This is the first of a series of blog posts that deals with Plone migrations.
Docker is broken right now in many ways.
- Docker images are huge (typically for me in the range of 1 to 1.5 GB each)
- Pushing and pulling Docker images to/from the Docker registry is slow - even if you push/pull only new layers. Nobody on the Docker forums could explain the widely differing loading times of layers (from slow to fast)
- There is no trivial way to replicate Docker containers.
- The concept of data containers is as long broken as there are no reasonable way to replicate and backup data containers. There is no trivial way for moving data between containers.
- Backup methods specific to certain services do no longer work on the container level.
- Docker builds are slow (even on fast machines).
- Monitoring Docker containers is not trivial and hard to achieve. Our fat development server feels sluggish with a high load running only 3 Docker containers. I currently do not see obvious options for tracking down the real issue.
- Docker runs stable (or not )depending on the underlaying Linux distro and kernel. I can not find any officially supported recommendations for distros and kernels.
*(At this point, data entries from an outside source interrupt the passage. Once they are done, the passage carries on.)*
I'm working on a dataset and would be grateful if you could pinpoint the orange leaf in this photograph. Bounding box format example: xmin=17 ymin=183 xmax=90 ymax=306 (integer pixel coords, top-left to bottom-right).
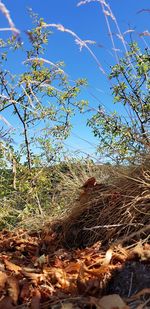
xmin=8 ymin=277 xmax=20 ymax=305
xmin=0 ymin=271 xmax=7 ymax=291
xmin=30 ymin=289 xmax=41 ymax=309
xmin=0 ymin=296 xmax=15 ymax=309
xmin=98 ymin=294 xmax=129 ymax=309
xmin=4 ymin=259 xmax=22 ymax=274
xmin=20 ymin=281 xmax=30 ymax=300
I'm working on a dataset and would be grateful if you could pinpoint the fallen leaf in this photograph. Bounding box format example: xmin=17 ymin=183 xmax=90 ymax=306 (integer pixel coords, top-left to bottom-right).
xmin=30 ymin=289 xmax=41 ymax=309
xmin=4 ymin=259 xmax=22 ymax=274
xmin=8 ymin=277 xmax=20 ymax=305
xmin=98 ymin=294 xmax=129 ymax=309
xmin=0 ymin=271 xmax=7 ymax=291
xmin=103 ymin=249 xmax=113 ymax=265
xmin=0 ymin=296 xmax=15 ymax=309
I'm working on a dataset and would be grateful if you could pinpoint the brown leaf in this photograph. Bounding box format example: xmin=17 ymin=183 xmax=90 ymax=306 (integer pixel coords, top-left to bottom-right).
xmin=0 ymin=296 xmax=15 ymax=309
xmin=98 ymin=294 xmax=129 ymax=309
xmin=8 ymin=277 xmax=20 ymax=305
xmin=4 ymin=259 xmax=22 ymax=274
xmin=21 ymin=270 xmax=46 ymax=284
xmin=30 ymin=289 xmax=41 ymax=309
xmin=0 ymin=271 xmax=7 ymax=291
xmin=103 ymin=249 xmax=113 ymax=265
xmin=130 ymin=288 xmax=150 ymax=300
xmin=20 ymin=281 xmax=30 ymax=300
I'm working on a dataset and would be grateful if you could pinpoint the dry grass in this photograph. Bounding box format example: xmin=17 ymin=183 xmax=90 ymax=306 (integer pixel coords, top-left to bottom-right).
xmin=54 ymin=162 xmax=150 ymax=247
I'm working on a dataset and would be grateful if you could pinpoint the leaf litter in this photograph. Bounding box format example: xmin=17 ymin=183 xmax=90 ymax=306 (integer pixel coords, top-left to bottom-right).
xmin=0 ymin=162 xmax=150 ymax=309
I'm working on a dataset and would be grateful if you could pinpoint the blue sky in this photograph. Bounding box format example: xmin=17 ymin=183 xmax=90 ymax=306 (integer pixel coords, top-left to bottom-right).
xmin=0 ymin=0 xmax=149 ymax=161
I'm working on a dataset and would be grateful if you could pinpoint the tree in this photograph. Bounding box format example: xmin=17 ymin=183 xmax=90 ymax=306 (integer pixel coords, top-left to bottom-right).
xmin=88 ymin=42 xmax=150 ymax=163
xmin=0 ymin=13 xmax=87 ymax=169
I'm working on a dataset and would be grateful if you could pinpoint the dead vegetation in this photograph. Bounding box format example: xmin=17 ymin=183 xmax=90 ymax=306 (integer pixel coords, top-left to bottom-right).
xmin=55 ymin=163 xmax=150 ymax=248
xmin=0 ymin=162 xmax=150 ymax=309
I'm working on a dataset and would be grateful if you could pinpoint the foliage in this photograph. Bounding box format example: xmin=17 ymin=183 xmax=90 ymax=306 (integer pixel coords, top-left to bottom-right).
xmin=88 ymin=43 xmax=150 ymax=163
xmin=0 ymin=13 xmax=87 ymax=169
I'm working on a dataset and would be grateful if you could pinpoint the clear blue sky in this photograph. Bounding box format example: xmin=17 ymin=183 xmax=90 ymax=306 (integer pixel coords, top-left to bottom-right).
xmin=0 ymin=0 xmax=150 ymax=161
- The Docker registry is a huge bag of unsorted Docker image crap - it feels like the early PyPI years where every @@@@@ felt the power to upload every crap into the wild.
I am still using Docker for a few usecases like providing a demo instance for XML Director or for having containers with Base-X and eXist-db used for running unittests.
Docker has potential but it has many serious issues. Of course the Docker fan boys will crucify me for this post. Also looking into CoreOS Rocket over the next days however Docker feels much more mature than Rocket but Rocket also has to start from somewhere...the concepts of Rocket appear more well thought than Docker, the MongoDB of virtualization.